# 07K Basic Dimensions



## zitruss (Jan 31, 2020)

Hi , i would like to know the 07K's engine dimensions like lenght of the block itself from the pulley to the end of the block total height and width.
Also if anyone has this number i would like to know how much it wheighs.


----------



## JaxPlanet (Sep 17, 2018)

zitruss said:


> Hi , i would like to know the 07K's engine dimensions like lenght of the block itself from the pulley to the end of the block total height and width.
> Also if anyone has this number i would like to know how much it wheighs.

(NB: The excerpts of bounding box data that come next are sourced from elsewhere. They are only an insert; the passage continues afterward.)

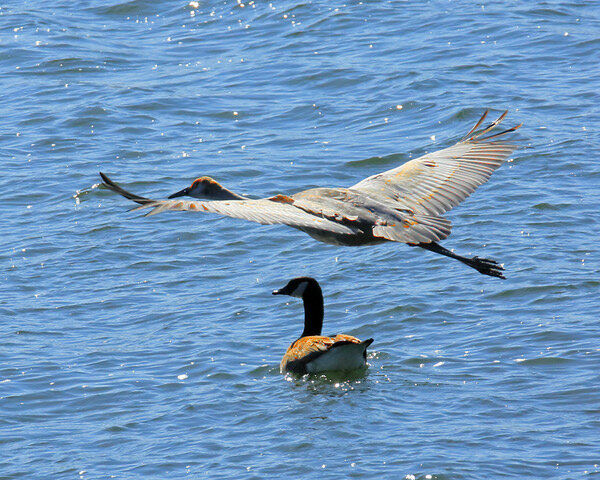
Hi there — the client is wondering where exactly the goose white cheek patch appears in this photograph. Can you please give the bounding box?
[291,282,308,298]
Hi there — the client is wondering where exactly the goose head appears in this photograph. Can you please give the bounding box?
[169,177,244,200]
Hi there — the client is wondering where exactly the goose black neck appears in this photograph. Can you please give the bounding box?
[301,284,323,337]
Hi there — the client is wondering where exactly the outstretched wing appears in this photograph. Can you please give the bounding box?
[350,111,521,216]
[100,173,355,234]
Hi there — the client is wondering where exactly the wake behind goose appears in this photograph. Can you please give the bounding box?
[100,111,521,278]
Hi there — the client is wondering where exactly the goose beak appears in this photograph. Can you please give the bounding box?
[169,187,190,198]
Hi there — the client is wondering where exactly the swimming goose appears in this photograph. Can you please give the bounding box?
[273,277,373,375]
[100,111,521,278]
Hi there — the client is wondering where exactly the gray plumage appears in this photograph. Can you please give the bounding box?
[100,111,521,278]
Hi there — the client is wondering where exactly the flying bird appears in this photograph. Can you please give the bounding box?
[273,277,373,375]
[100,110,522,278]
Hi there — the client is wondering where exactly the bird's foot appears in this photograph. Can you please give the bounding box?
[467,257,506,280]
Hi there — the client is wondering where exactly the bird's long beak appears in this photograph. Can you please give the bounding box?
[169,187,190,198]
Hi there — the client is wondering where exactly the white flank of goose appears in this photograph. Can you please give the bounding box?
[273,277,373,375]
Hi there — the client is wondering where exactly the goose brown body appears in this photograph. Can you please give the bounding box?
[273,277,373,375]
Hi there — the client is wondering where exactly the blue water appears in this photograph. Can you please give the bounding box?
[0,0,600,480]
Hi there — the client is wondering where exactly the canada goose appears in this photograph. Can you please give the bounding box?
[100,111,521,278]
[273,277,373,375]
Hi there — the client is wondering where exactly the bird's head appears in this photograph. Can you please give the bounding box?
[273,277,321,298]
[169,177,237,200]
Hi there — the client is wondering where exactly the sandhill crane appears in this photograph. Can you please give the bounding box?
[100,111,522,278]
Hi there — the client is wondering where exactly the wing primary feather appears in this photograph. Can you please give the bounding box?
[472,123,523,143]
[467,110,508,142]
[461,109,490,141]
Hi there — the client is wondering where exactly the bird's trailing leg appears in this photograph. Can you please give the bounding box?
[413,242,506,280]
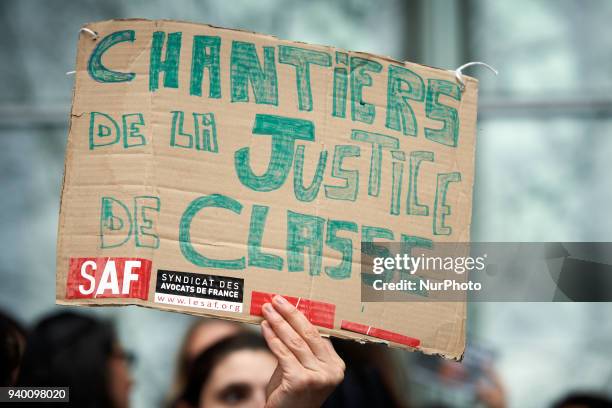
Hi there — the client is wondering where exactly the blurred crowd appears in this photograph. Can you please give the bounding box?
[0,309,612,408]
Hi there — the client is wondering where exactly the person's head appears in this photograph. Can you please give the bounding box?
[553,392,612,408]
[19,312,131,408]
[168,319,244,401]
[0,312,26,387]
[180,319,243,369]
[179,332,277,408]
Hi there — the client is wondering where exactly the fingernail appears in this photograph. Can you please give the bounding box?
[262,303,274,313]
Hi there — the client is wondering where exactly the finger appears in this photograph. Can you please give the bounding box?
[261,320,301,371]
[321,338,346,370]
[262,303,318,369]
[272,295,330,361]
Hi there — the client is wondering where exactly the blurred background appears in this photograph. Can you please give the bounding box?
[0,0,612,407]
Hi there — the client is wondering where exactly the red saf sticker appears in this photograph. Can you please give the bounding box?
[66,257,151,300]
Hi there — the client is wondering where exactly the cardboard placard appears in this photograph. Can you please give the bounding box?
[56,20,478,358]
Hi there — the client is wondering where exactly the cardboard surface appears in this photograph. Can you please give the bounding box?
[56,20,478,358]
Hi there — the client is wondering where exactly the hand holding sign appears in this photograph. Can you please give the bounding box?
[261,296,345,408]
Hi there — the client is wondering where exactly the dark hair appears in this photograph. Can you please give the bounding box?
[553,392,612,408]
[0,312,26,387]
[19,312,116,408]
[180,332,269,406]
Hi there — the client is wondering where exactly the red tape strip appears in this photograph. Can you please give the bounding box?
[250,291,336,329]
[340,320,421,348]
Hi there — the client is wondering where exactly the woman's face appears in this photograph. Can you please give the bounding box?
[200,350,276,408]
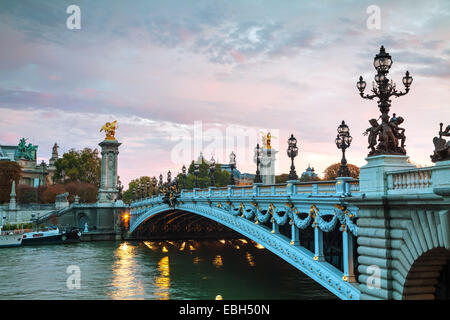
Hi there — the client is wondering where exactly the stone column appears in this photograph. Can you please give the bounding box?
[260,148,278,184]
[97,140,121,203]
[9,180,16,210]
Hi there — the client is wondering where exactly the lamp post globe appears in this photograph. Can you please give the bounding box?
[356,46,413,157]
[334,120,353,177]
[194,162,200,188]
[287,134,298,180]
[209,157,216,187]
[230,151,236,186]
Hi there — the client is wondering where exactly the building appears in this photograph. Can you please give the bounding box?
[0,138,59,187]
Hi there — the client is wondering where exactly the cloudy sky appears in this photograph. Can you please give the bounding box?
[0,0,450,184]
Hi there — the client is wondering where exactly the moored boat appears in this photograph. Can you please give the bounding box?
[0,227,23,248]
[22,227,81,246]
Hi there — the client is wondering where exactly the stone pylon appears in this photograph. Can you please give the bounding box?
[260,148,278,184]
[9,180,16,210]
[97,139,121,203]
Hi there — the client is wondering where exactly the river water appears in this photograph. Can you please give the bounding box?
[0,239,335,300]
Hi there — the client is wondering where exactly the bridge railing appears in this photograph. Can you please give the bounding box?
[174,179,359,197]
[386,167,434,194]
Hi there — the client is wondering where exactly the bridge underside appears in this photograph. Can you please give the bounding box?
[130,204,359,300]
[131,210,242,240]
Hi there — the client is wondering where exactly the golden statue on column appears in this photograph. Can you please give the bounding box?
[100,120,117,140]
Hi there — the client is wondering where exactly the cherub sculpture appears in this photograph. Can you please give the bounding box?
[430,122,450,162]
[389,113,406,153]
[363,119,381,154]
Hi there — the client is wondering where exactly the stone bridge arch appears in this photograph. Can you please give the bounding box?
[129,203,359,300]
[357,205,450,300]
[398,210,450,300]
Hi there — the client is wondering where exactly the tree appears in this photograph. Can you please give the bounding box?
[17,184,38,203]
[41,184,66,203]
[64,182,98,203]
[53,148,101,187]
[324,162,359,180]
[122,176,153,203]
[0,161,22,203]
[178,160,231,189]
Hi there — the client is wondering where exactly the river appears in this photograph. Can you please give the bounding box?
[0,239,335,300]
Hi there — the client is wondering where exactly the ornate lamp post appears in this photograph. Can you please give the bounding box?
[141,183,145,199]
[152,177,157,196]
[356,46,413,156]
[255,143,262,183]
[287,134,298,180]
[230,151,236,186]
[158,173,164,194]
[335,120,353,177]
[209,157,216,187]
[181,164,186,189]
[194,162,200,188]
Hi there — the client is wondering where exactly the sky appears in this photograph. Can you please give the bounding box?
[0,0,450,186]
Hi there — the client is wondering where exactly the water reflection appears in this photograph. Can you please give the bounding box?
[111,242,145,300]
[245,252,256,267]
[0,239,333,300]
[213,254,223,268]
[155,256,170,300]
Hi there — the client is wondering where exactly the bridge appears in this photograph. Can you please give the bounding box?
[129,155,450,300]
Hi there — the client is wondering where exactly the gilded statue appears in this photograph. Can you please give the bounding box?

I don't have the answer but this may help:

https://www.golfmk6.com/forums/inde...the-performance-of-the-07k-2-5-engine.310493/

https://rennlist.com/forums/944-tur...3341-vw-audi-07k-2-5l-20v-i5-swap-thread.html

I also see some eBay listings for 07K engines, perhaps a seller posted this information for shipping or you could contact them posing as an interested buyer to get more information.

What are you planning?


----------



## zitruss (Jan 31, 2020)

Im planning on doing this swap on a Volkswagen Gol (Gol not Golf). And i think it fits but the lenght is a concern.


----------



## autofi (Nov 24, 2011)

Pulley bolts to transmission mounting flange 20 inches
V/C to bottom of pan 26 inches
Intake to exhaust output flange ( IE intake ) 28 inches

sorry no weight,but very close to a FSI with all turbo plumbing etc.


----------



## autofi (Nov 24, 2011)

zitruss said:


> Im planning on doing this swap on a Volkswagen Gol (Gol not Golf). And i think it fits but the lenght is a concern.


'90s Fox body?


----------



## zitruss (Jan 31, 2020)

autofi said:


> '90s Fox body?






























Originally comes with a 1.6L Diesel , 1.6 petrol , 1.8 Petrol or 2.0 Petrol , mine is a diesel :laugh:


----------



## zitruss (Jan 31, 2020)

autofi said:


> Pulley bolts to transmission mounting flange 20 inches
> V/C to bottom of pan 26 inches
> Intake to exhaust output flange ( IE intake ) 28 inches
> 
> sorry no weight,but very close to a FSI with all turbo plumbing etc.


thank you man , it fits perfectly in my car.


----------



## autofi (Nov 24, 2011)

Double check upper bell housing casting clearance.If too close to timing chain housing when bolting together,timing chain housing will crack!


----------